In the olden days parents really didn’t know the answers, there wasn’t so much knowledge about the norms of child development around for them to compare their children with. Parents were not expected to know that much about child development, so the only thing they could do was think “he’ll grow out of it!” and hope for the best. Now we have lots of diagnoses of childhood behaviours, and because so much normal behaviour is pathologised, it’s not so easy to have that positive attitude. We are encouraged to view our children’s behaviour in a diagnostic way; to name it and classify it and then solve it.

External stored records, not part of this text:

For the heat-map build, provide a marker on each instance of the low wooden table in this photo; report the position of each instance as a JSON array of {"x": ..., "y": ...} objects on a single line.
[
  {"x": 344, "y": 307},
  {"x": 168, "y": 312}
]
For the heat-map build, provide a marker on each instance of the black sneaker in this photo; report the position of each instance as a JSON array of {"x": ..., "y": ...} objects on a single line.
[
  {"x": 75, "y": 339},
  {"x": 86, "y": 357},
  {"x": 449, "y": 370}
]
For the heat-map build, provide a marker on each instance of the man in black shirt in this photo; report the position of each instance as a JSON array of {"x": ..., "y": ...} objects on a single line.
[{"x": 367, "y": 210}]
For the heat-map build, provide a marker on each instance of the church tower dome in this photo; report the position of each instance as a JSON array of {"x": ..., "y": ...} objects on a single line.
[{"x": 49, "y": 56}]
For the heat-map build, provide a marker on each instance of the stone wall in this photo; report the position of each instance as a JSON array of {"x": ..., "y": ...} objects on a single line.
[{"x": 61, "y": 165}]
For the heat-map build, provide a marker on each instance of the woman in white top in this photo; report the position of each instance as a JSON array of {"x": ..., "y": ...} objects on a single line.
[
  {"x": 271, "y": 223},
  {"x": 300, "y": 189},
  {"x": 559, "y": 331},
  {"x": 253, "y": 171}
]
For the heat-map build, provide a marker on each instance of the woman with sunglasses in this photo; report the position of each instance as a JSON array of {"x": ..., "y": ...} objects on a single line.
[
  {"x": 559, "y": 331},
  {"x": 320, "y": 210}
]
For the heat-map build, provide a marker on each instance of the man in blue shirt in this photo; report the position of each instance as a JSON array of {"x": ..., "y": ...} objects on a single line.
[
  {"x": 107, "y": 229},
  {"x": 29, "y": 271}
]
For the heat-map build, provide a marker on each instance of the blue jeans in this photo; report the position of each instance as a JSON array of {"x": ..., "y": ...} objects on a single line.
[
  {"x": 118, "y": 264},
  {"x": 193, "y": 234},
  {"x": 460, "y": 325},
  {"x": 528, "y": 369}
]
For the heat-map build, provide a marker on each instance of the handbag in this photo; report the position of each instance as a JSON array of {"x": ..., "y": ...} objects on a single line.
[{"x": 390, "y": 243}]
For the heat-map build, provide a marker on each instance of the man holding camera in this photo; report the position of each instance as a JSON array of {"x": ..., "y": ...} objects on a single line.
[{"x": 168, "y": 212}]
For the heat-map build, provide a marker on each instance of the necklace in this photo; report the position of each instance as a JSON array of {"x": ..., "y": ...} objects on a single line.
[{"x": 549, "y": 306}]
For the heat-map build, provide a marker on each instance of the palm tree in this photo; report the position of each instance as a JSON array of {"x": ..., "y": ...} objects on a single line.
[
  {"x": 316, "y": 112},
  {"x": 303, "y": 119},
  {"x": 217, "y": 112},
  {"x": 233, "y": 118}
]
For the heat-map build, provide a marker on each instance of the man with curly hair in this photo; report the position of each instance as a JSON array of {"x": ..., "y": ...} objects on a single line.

What that means is that we focus more on the behaviour that worries us and we give it a lot of our energy and time, so we end up very emotionally engaged with the present worry. We become alert to signs of evidence for it and feed it back to the child until it becomes fixed in place in the child’s head. A child only knows how big a problem is by the size of our reaction to it.
“It’s just a phase” helps us to take a step back, it helps us to replace one projection (“If I don’t help her and fix this now, it will always be a problem for her”) with a more positive one (“She’ll grow out of it, she’ll be OK”) and that’s got to be better, given that children pick up our assumptions and believe them. The problem is that you never know it’s a phase when you’re in it, it just seems like that’s how things are and always will be; you don’t realise it was just a phase until it’s well gone and then one day you suddenly remember and think “she doesn’t do that anymore!”
We have to remember that we’re dealing with children here; “it’s just a phase” is generally going to be the most accurate diagnosis we can make because, by its very nature, childhood is growth and change: a time when every stage of development is just a phase.